47 kilometres of new trails are planned for Essex County on a former rail line

The multi-use loop trail system will run through the region, connecting the Chatham-Kent trails, Leamington's Greenway, the Chrysler Greenway, the Cypher Systems Group Greenway and the Herb Gray Parkway trails.  (Dale Molnar/CBC - image credit)
The multi-use loop trail system will run through the region, connecting the Chatham-Kent trails, Leamington's Greenway, the Chrysler Greenway, the Cypher Systems Group Greenway and the Herb Gray Parkway trails. (Dale Molnar/CBC - image credit)

It's been about 15 years since a train has run along the old Canada Southern Railway line that stretches 47 kilometres through Essex County, and seven years since the tracks were removed.

Now, thanks to the work of the Essex Region Conservation Authority (ERCA) along with several municipalities, it's the tentative site of a new trail system.

ERCA, Essex County, Tecumseh, Essex and Lakeshore partnered together to protect the railway for public use, with funding from Environment and Climate Change Canada.

"This investment will enhance the quality of life in our region for generations to come," said Essex County warden Hilda MacDonald in a press release.

With the tracks long gone, the area has returned to nature and ERCA said it is now a unique habitat that goes through meadows, wetlands, forest and thickets, providing a "unique habitat" for some endangered species.

Essex Region Conservation Authority
Essex Region Conservation Authority

The path of the old tracks ran through "all major watercourses" that lead into Lake St. Clair, according to a press release from ERCA, and conservation work in the area could be important for mitigating floods.

"We are so grateful for this partnership which protected this corridor for its habitat and hazard mitigation value, and for future public use," said ERCA's chairperson, Tania Jobin.
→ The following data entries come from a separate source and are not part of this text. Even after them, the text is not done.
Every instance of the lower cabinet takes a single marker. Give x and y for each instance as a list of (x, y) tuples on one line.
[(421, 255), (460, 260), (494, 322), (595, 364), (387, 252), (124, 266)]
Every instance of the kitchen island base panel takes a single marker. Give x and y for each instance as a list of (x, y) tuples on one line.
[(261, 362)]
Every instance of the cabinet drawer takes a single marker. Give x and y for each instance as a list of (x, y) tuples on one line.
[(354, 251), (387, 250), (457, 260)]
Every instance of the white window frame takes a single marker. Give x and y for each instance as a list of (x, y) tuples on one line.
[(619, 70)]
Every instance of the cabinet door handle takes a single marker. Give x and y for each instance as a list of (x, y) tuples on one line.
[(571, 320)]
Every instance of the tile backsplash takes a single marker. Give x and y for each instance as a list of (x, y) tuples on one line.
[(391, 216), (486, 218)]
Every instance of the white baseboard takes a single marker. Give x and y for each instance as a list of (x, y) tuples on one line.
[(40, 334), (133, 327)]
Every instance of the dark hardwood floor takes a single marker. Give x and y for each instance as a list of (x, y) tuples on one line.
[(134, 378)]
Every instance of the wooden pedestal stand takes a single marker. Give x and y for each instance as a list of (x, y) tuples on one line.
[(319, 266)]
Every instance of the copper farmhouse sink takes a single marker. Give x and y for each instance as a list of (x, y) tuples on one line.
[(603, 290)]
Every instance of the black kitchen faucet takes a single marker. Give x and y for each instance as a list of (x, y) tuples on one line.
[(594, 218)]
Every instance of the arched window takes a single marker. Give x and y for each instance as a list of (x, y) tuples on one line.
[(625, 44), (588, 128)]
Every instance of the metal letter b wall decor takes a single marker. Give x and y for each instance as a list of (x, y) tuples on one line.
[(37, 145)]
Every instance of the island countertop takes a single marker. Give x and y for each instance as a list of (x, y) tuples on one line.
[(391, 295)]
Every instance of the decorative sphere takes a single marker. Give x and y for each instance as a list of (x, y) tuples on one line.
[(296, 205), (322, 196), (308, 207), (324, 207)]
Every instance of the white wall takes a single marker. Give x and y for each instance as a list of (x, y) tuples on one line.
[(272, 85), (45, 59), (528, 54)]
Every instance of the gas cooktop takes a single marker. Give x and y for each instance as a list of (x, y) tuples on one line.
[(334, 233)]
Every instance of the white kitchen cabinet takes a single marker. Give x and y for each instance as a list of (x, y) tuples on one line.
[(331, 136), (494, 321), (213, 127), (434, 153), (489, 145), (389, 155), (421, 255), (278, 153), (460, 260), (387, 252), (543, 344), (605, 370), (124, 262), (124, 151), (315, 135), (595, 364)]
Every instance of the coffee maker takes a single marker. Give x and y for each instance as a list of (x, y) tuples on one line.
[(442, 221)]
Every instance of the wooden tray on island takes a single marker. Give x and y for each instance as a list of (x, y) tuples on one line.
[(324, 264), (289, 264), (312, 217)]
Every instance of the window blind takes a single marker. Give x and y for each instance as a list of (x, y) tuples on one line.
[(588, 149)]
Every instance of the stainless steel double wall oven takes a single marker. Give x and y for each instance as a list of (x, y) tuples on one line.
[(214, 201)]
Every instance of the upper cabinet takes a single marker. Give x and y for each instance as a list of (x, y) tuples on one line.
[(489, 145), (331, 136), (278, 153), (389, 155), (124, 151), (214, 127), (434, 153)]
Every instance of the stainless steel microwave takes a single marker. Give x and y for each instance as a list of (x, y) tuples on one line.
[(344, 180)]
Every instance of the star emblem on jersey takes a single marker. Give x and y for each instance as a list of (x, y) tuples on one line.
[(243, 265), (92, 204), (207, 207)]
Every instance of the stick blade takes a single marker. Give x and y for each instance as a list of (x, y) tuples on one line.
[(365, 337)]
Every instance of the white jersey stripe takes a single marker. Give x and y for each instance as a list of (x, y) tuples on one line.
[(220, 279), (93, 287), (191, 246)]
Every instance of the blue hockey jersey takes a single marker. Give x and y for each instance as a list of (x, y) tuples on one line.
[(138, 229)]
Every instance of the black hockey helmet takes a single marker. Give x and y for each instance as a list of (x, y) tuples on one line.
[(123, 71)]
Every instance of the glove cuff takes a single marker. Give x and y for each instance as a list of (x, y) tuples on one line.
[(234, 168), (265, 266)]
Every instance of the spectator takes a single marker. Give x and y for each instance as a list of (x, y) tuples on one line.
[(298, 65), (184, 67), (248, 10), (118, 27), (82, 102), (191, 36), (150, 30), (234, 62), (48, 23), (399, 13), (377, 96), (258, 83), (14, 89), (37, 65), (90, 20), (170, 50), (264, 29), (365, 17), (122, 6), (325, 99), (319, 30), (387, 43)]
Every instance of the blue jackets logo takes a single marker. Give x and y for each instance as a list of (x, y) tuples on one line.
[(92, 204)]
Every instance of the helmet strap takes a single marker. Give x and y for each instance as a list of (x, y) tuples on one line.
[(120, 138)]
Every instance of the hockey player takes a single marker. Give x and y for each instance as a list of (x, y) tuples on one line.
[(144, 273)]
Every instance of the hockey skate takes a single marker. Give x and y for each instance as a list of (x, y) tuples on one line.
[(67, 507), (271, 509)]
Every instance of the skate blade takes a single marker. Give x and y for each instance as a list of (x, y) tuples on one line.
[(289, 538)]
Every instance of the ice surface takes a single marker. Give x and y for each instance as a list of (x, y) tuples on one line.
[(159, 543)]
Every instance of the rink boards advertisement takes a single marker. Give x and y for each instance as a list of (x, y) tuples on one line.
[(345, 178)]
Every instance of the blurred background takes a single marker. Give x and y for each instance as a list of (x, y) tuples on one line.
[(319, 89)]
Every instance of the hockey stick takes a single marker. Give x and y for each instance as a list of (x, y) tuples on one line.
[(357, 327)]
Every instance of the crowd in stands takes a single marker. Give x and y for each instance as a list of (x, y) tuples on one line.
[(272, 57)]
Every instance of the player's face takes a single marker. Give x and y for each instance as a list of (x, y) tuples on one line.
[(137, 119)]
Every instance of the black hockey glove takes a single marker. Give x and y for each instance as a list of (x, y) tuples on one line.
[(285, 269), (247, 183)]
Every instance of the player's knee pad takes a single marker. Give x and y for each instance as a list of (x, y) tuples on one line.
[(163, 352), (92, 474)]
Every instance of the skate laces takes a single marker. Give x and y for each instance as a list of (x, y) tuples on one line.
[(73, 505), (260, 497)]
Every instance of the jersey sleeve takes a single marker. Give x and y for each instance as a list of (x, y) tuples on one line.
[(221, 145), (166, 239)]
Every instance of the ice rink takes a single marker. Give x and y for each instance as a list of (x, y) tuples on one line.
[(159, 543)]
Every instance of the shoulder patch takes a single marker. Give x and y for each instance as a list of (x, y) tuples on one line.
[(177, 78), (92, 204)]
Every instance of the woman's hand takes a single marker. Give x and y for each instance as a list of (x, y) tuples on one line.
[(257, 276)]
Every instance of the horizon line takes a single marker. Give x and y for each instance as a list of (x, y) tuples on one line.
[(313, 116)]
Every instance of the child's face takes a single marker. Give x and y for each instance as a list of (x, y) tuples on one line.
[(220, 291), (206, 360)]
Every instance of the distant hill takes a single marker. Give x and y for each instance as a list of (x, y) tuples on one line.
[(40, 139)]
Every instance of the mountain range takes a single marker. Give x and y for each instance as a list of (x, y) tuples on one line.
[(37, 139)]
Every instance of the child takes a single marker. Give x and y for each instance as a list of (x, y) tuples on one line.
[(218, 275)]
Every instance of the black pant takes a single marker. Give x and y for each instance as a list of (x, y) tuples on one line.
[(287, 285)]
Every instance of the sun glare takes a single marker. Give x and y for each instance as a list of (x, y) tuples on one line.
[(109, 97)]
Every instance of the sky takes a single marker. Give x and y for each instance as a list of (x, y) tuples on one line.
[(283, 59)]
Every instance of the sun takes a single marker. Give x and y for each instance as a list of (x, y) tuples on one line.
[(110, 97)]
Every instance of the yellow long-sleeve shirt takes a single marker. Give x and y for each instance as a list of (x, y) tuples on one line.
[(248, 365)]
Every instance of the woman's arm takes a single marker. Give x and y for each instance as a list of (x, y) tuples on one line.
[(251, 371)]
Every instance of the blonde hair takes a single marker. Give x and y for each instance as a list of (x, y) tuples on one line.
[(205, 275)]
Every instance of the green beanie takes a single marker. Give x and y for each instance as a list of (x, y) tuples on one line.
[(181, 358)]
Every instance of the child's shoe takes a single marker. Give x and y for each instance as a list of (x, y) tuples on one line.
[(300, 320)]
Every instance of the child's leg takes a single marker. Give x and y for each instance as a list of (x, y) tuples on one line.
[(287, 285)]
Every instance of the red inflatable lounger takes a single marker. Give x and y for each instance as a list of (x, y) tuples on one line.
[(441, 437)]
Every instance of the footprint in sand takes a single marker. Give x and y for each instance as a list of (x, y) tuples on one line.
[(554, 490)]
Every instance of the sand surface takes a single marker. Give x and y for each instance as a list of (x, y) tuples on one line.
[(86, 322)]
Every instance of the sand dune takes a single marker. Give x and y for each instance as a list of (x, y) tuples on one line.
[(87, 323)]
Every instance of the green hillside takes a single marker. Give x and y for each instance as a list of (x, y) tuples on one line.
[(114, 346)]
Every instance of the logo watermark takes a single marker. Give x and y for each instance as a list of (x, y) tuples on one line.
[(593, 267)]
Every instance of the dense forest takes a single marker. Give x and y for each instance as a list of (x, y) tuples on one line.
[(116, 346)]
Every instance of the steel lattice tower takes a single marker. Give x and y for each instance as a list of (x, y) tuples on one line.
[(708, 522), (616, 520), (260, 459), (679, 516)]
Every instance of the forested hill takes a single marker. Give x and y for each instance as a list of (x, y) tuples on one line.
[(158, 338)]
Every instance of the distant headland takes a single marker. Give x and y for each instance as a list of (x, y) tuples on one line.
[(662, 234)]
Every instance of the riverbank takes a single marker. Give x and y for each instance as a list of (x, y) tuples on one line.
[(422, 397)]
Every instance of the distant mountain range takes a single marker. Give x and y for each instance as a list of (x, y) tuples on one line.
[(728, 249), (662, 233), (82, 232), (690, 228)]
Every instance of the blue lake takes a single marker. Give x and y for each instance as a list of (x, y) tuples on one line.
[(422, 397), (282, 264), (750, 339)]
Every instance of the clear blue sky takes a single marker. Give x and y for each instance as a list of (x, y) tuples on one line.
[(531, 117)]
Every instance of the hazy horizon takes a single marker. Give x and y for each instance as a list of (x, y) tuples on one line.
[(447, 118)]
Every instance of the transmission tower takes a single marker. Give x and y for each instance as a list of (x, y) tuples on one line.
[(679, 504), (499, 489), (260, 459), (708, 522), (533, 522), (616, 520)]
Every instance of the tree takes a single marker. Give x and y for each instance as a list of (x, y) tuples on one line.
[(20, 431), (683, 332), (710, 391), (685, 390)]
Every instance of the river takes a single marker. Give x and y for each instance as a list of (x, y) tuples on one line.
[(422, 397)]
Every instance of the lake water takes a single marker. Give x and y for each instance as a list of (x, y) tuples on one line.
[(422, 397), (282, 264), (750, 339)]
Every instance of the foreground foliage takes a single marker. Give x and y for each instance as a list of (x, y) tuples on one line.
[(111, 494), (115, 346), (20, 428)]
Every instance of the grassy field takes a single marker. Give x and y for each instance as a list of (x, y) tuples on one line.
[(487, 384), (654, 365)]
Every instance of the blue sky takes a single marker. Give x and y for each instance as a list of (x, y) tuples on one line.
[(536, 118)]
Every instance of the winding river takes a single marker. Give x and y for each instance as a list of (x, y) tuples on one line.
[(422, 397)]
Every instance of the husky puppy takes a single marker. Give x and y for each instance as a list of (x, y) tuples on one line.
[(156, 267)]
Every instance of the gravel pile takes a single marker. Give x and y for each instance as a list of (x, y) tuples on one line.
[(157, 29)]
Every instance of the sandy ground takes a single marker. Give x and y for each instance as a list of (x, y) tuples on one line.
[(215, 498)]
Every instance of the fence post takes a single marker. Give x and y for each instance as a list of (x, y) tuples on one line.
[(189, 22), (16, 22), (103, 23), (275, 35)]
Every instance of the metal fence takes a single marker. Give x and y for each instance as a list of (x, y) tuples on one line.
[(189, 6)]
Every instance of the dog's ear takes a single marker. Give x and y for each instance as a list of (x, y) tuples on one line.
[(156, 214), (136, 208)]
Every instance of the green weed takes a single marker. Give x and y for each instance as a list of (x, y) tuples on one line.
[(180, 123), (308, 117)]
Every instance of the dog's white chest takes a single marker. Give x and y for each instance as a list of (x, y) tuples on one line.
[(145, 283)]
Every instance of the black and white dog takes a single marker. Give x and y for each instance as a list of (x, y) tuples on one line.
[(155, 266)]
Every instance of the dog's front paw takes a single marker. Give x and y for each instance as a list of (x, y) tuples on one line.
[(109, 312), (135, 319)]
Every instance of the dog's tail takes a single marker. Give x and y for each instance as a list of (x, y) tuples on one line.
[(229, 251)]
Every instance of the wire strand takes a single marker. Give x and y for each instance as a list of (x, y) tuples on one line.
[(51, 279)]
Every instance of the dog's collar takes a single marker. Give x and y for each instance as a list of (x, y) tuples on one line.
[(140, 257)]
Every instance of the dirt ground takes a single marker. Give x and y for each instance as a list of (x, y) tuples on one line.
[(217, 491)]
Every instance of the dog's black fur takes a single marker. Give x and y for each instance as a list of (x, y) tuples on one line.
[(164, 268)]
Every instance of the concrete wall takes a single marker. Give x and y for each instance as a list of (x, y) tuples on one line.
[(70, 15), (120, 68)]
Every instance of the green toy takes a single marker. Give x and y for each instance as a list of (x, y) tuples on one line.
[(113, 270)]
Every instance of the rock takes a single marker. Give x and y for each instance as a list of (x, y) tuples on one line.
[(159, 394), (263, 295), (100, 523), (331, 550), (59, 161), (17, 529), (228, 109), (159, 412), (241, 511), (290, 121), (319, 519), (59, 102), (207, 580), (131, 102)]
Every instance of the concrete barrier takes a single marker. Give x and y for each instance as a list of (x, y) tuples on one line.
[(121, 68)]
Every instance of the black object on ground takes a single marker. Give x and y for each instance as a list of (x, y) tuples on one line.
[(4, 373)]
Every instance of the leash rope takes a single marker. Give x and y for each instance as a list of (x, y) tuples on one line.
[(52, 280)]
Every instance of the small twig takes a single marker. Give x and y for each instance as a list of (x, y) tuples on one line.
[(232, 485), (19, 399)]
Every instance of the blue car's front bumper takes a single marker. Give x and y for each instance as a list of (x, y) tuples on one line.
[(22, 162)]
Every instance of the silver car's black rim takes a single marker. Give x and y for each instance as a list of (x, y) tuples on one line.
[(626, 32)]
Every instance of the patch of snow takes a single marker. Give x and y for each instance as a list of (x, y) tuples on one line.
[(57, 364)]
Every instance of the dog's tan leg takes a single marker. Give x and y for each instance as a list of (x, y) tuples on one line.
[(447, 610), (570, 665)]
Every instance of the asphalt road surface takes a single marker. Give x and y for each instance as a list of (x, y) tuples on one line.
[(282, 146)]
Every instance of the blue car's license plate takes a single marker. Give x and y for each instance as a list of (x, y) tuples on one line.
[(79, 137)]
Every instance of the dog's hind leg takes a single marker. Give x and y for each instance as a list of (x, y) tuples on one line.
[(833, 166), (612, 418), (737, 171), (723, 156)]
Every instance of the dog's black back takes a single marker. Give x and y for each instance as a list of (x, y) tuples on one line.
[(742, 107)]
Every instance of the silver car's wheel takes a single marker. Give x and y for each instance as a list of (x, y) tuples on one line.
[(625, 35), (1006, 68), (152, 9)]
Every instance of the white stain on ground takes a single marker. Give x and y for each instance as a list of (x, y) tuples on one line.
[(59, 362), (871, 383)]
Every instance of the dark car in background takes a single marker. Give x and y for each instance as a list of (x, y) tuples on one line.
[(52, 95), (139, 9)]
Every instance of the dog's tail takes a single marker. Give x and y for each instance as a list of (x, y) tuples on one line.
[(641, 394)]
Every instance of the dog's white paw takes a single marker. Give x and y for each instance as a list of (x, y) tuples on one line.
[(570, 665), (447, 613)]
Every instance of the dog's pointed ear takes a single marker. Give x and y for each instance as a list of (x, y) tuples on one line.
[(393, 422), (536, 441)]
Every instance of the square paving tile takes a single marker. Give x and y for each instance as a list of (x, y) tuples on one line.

Tim Byrne, chief administrative officer and secretary-treasurer with the ERCA, said the new system will give residents a chance to really enjoy the nature in their backyard.

"All of the major waterways that are crossed have valley components to them — very shallow — but those valley components also contain significant wooded features," he said.

"There are both remnant wooded features and woodlots that this rail corridor passes through for people to observe flora and fauna in this region."

Byrne said with the land unused for so long, some work needs to be done to set clear markers for the boundaries of the land, so trail users won't encroach on private land and vice versa.

It will take five to 10 years to get all the work done, Byrne said, and the cost is still unknown.

"We really don't have a number budgeted for it at this point in time," he said, because "some of those details still aren't finalized." Obtaining the property, he said, was the biggest step.

"Now we can undertake that other review investigation and ultimately design, and then come back with what we're looking at and have a budgetary number to consider."

According to ERCA, abandoned railway corridors are important areas to protect because they provide "the only habitat linkage between existing fragmented forests and wetlands."

The conservation authority said the abandoned railway connects 21 separate natural areas through the region.

ERCA said once the trail is funded and built, it will finally create a multi-use loop trail through the region, connecting the Chatham-Kent trails, Leamington's Greenway, the Chrysler Greenway, the Cypher Systems Group Greenway and the Herb Gray Parkway trails.

Lakeshore mayor Tracey Bailey said the trail system is "an investment in mobility and the future of our communities, in greenspace and natural habitats, and in the health and wellness of our residents."